The two cubs huddled together, their front paws intertwined, their heads and flanks pressed to each other.
Darkness crushed them, and bad smells, and motion. And fear.
The darkness was total. It was not what they were used to. In the jungle there is always light for a tiger's eyes. It filters down through the thickest leaves from a generous sky that is never completely dark. It reflects off pools and glossy leaves and the eyes of other creatures. Darkness in the jungle is a reassurance. It says it's time to come out of the lair, to play, to eat, to learn the night. It's a safe darkness, a familiar, right darkness. This darkness was all wrong.
The smells were bad because there was no way to bury their scat. And there was the smell of other animals, and their fear. And there was a strange smell they didn't recognize, a salt smell like blood. But it wasn't blood.
It was bad being enclosed. All the smells that should have dissipated on the wind were held in, close. Cloying the sensitive nostrils. Choking the breath. Confusing and deceiving, so that the real smells, the smells that mattered, couldn't be found, however often the cubs put up their heads and reached for them, sniffing in the foul darkness.
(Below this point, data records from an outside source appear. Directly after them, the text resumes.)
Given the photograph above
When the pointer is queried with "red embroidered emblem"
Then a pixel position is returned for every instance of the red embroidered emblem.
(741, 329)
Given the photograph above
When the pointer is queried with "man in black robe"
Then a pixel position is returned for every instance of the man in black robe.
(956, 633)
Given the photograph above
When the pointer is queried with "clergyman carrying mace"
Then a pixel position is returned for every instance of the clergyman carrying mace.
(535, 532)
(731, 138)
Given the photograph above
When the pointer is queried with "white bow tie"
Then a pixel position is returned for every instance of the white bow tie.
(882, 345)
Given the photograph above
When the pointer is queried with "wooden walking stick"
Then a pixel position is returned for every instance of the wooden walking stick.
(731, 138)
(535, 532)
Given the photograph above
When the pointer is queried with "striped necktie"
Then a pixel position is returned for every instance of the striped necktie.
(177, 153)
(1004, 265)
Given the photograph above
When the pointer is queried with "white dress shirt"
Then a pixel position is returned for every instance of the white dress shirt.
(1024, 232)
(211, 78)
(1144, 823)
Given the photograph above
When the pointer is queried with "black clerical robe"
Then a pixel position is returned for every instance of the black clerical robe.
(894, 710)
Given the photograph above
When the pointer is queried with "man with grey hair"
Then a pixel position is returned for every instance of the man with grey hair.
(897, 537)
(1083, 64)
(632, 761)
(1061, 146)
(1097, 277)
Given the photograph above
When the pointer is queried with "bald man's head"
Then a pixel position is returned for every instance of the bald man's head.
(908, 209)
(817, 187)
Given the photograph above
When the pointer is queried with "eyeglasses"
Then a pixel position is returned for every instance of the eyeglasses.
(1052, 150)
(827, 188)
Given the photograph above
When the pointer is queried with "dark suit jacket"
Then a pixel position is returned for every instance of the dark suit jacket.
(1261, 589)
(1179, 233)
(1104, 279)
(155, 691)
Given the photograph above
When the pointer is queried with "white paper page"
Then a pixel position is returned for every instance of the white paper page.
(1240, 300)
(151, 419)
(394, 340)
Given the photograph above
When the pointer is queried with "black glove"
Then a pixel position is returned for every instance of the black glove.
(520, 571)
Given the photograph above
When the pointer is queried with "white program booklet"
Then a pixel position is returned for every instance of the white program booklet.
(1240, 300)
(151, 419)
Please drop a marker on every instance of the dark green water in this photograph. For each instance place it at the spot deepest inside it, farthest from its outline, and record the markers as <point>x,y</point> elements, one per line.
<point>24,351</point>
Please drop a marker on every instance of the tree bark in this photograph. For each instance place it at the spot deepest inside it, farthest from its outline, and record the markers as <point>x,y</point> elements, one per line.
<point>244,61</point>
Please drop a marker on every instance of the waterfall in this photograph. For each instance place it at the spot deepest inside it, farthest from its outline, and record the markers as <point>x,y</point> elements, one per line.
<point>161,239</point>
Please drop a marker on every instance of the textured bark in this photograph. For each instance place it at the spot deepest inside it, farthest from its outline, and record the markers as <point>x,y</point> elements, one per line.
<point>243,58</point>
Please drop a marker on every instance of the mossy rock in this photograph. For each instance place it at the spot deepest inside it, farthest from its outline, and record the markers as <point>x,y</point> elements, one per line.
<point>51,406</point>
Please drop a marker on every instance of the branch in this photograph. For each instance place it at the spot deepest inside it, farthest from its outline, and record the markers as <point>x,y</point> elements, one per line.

The motion was the worst. The ground under them was not safe and solid. It pitched and rocked. Sometimes it leaned so far that they slid helplessly until they came up against something like hard, cold, thin trees. These were too close together to let the cubs squeeze between them. Next moment the ground tipped the other way. The cubs slid though the stinking straw till they fell against the cold trees on the other side. When the unnatural motion grew really strong, the whole enclosure they were in slid and crashed against other hard things, frightening the cubs so that they snarled and panted and clawed at the hard nonearth under their pads, trying in vain to steady themselves.
They would put back their heads and howl, and try to bite the cold thin things that stopped them being free. Then their slaver sometimes had blood in it.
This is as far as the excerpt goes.